There’s a lot for us to think about every summer at EMD Serono, Canada. As leaders in the treatment of infertility, we are presented a valuable opportunity every World Infertility Awareness Month to engage with our communities directly.
But June also kicked off a summer of Pride celebrations, where the 2SLGBTQIA+ community and allies honour increased visibility, progress towards equality and self-affirmation. This year, my team has been considering the intersection of advocacy and support for both of these lived experiences.
AN UNEVEN PLAYING FIELD
While it’s true infertility affects anyone faced with it differently, it yields the same result for all: difficulty starting or growing a family. One in six couples in Canada of childbearing age share the experience of having difficulty in conceiving, and this group has been growing in numbers steadily since the 1980s. 1
That 16 per cent of the population includes 2SLGBTQIA+ community. According to resources developed by Rainbow Health Ontario, some fertility clinics in urban areas like Toronto report that up to 25 per cent of their clients are 2SLGBTQIA+.2
Those figures are significant but do not demonstrate the full picture. Many in Canada seeking fertility care may face financial, social and even legal barriers standing in the way of receiving fertility care.
In navigating the process, however, 2SLGBTQIA+ individuals are often faced with inconsistent access to reproductive healthcare from region to region and are more likely to encounter care that doesn’t account for their lived experience.3 You can imagine the emotional tolls of encounters like this.
ADVANCING CARE FOR ALL
2SLGBTQIA+ individuals in Canada have access to many options for assisted human reproduction. Depending on their circumstances, needs and aspirations for their families, that could look like adoption, surrogacy, in-vitro fertilization, embryo transfers and others — not dissimilar to all communities seeking fertility support.

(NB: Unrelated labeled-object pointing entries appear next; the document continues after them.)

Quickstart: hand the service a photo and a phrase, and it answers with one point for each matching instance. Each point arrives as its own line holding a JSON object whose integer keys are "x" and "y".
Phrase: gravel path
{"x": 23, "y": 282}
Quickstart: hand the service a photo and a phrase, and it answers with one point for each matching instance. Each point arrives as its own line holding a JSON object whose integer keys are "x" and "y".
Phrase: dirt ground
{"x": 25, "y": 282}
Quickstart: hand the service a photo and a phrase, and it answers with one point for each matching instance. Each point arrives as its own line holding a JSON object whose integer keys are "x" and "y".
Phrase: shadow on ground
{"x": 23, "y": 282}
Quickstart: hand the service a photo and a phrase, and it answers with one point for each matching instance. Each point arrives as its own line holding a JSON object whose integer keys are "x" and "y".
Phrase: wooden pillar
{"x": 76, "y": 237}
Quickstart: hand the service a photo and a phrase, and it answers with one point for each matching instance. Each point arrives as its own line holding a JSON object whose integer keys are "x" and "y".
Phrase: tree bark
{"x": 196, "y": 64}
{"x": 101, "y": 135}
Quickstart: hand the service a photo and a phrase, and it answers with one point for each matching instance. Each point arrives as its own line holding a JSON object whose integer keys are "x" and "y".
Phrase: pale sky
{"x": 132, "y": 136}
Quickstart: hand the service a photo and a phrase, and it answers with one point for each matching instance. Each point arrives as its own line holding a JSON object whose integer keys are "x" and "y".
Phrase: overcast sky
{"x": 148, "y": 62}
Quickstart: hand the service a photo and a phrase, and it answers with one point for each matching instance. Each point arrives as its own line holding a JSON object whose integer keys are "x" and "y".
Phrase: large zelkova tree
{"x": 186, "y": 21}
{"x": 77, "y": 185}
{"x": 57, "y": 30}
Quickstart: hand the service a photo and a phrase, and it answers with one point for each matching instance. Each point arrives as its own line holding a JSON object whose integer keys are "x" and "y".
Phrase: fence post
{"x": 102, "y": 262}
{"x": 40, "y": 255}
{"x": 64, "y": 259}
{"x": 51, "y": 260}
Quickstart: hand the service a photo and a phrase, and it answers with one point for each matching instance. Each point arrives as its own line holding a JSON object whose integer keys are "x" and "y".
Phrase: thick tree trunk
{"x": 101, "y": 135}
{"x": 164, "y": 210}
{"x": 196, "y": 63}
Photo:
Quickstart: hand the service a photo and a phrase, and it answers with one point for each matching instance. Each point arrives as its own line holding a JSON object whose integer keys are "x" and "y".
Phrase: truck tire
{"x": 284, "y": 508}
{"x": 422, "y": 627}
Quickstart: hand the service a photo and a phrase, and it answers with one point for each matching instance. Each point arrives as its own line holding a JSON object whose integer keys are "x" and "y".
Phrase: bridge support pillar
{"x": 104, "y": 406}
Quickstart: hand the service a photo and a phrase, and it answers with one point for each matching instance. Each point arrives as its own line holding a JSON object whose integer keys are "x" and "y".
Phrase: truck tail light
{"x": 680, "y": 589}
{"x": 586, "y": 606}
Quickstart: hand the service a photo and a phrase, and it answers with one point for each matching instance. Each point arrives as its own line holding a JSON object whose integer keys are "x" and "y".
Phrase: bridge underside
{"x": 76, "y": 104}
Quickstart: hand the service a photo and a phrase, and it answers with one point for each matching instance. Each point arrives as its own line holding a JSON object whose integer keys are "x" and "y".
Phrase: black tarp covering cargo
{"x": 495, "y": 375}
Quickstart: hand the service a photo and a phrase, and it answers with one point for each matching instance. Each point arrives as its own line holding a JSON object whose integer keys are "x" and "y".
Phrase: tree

These impacts may sound familiar to anyone navigating fertility healthcare. But 2SLGBTQIA+ advocates in Canada have raised the alarm that their communities are disproportionately affected, in addition to being met far more frequently withintersectional barriers.3
This is not surprising when the gender, sexually and diverse (GSD) community often report not feeling represented through their fertility journey. Whether not asking the individual how they refer to their bodies and related care needs, being misgendered or not having a box to tick on a form that represents them correctly, these issues can cause additional distress during an already difficult period.
With this in mind, while my team and I continue the work we do to advance breakthrough innovations in fertility healthcare, we do so alongside advocating for real change to help achieve a truly equitable and inclusive healthcare experience for everyone. At EMD Serono, we are passionate about supporting the dreams of all Canadians to grow their families. We will live this vision by continuing to evolve our team culture to be even more inclusive than it already is and do our part to enhance the patient experience for those undergoing fertility care.
MOVING FORWARD TOGETHER
That simple, human act of sharing continues to help inspire new ways for us to put hopes into action together. That’s why it’s important in moments like World Infertility Awareness Month to champion voices of everyone’s lived experiences, and even put them in the spotlight in our education and programming. When everyone’s story is represented in these important discussions, we can better drive meaningful change.
While World Infertility Awareness Month and Pride are technically over, this should not be an excuse to stop the conversation, education, awareness, and action for both infertility and Pride. My team has two big takeaways: firstly, the learnings we uncover should serve to ignite ongoing advocacy and action. And, most importantly, within that advocacy and action, we must ensure we are taking an intersectional approach that acknowledges the extra burdens that come with different lived experiences while navigating infertility.